Theatrical decor, as prolific but not so significant in quality as it was a few years ago, included such known artists as Mr. Robert Edmond Jones, Miss Aline Bernstein, Mr. Jo Mielziner, and Mr. Lee Simonson, of whom Mr. Jones is by far the best. Among the new designers one of great talent has appeared, Mr. Albert Johnson, whose work is highly modernistic in direction and adaptable to many sorts of theatre.

The interest in dancing steadily grows. From Europe came Miss Mary Wigman and Mr. Harold Kreutzberg of the modern German schools of interpretative dancing, La Argentina, with her culture in the wide range of Spanish dancing, and Vicente Escudero, who in his folk dances of Spain was a lesson in rigor and solid perfection. The American dancers, Miss Angna Enters and Miss Martha Gra-hame, among a good many others, won steady advancement in their own development and in packed audiences.
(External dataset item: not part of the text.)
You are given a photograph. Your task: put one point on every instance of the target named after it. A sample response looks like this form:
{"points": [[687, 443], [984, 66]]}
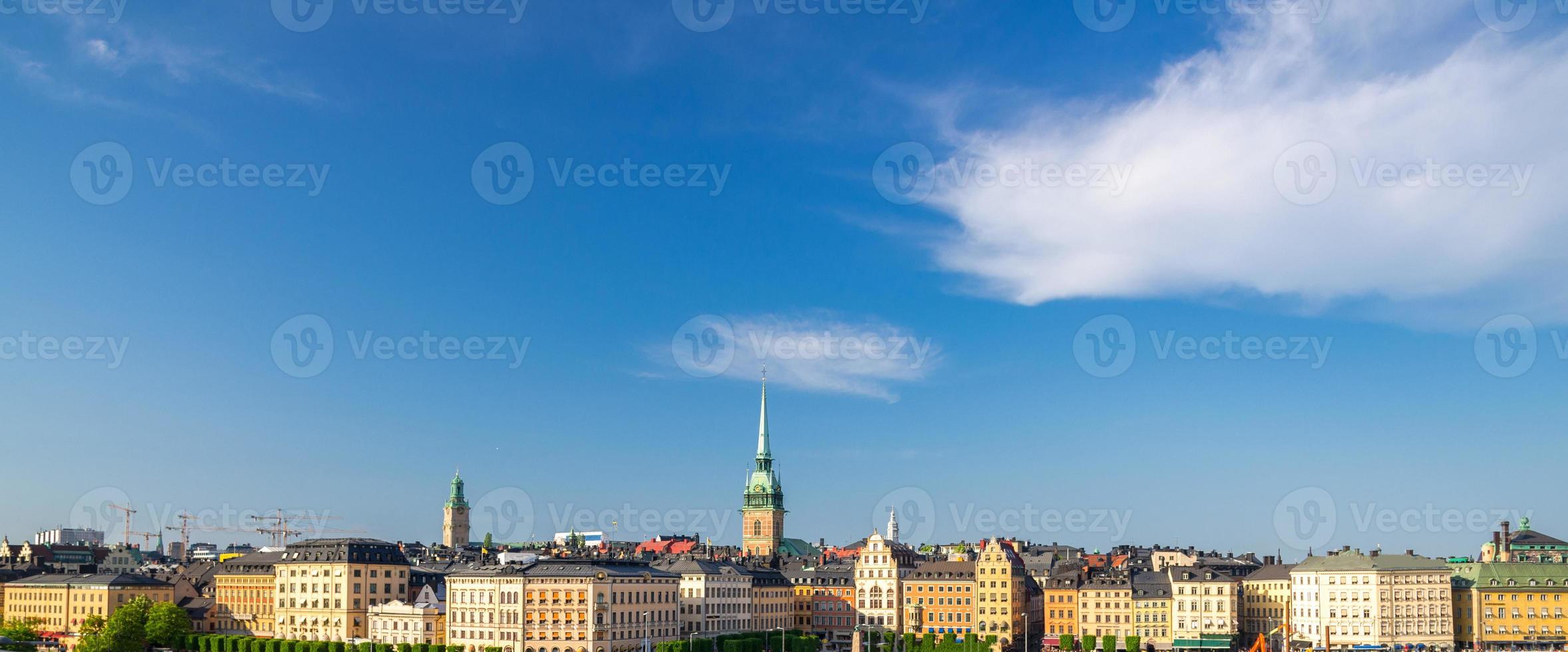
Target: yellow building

It is necessary to include dancing in this theatre account because of the fact that, with the preponderance of plain naturalism and prose journalism on our American stage, the element of movement, which is so absolutely fundamental to the art of acting and to all basic theatre rhythm, is likely to be more forgotten. Dancing is at the bottom of all stage art, and is one of the chief means toward its dilation and health.

The hard times, for managers, actors, dramatists, and the theatre in general, have brought forward a curious phenomenon in play production. What are called shoe-string producers—men never before connected with the theatre and often never again, after their one venture into it—have thrown one dollar after another, for some reason willing to take a chance at the game. What this may imply remains to be seen. We must wait, also, to see in what manner the present conditions, popular mood, changes, causes, and social movements will become a part of the theatre art; which is another way of saying how far the theatre remains a mere extraneous luxury, diversion, or business, and how far it achieves a living medium, a body for our feeling and ideas, a portion of that passionate mythology that a country’s art must be.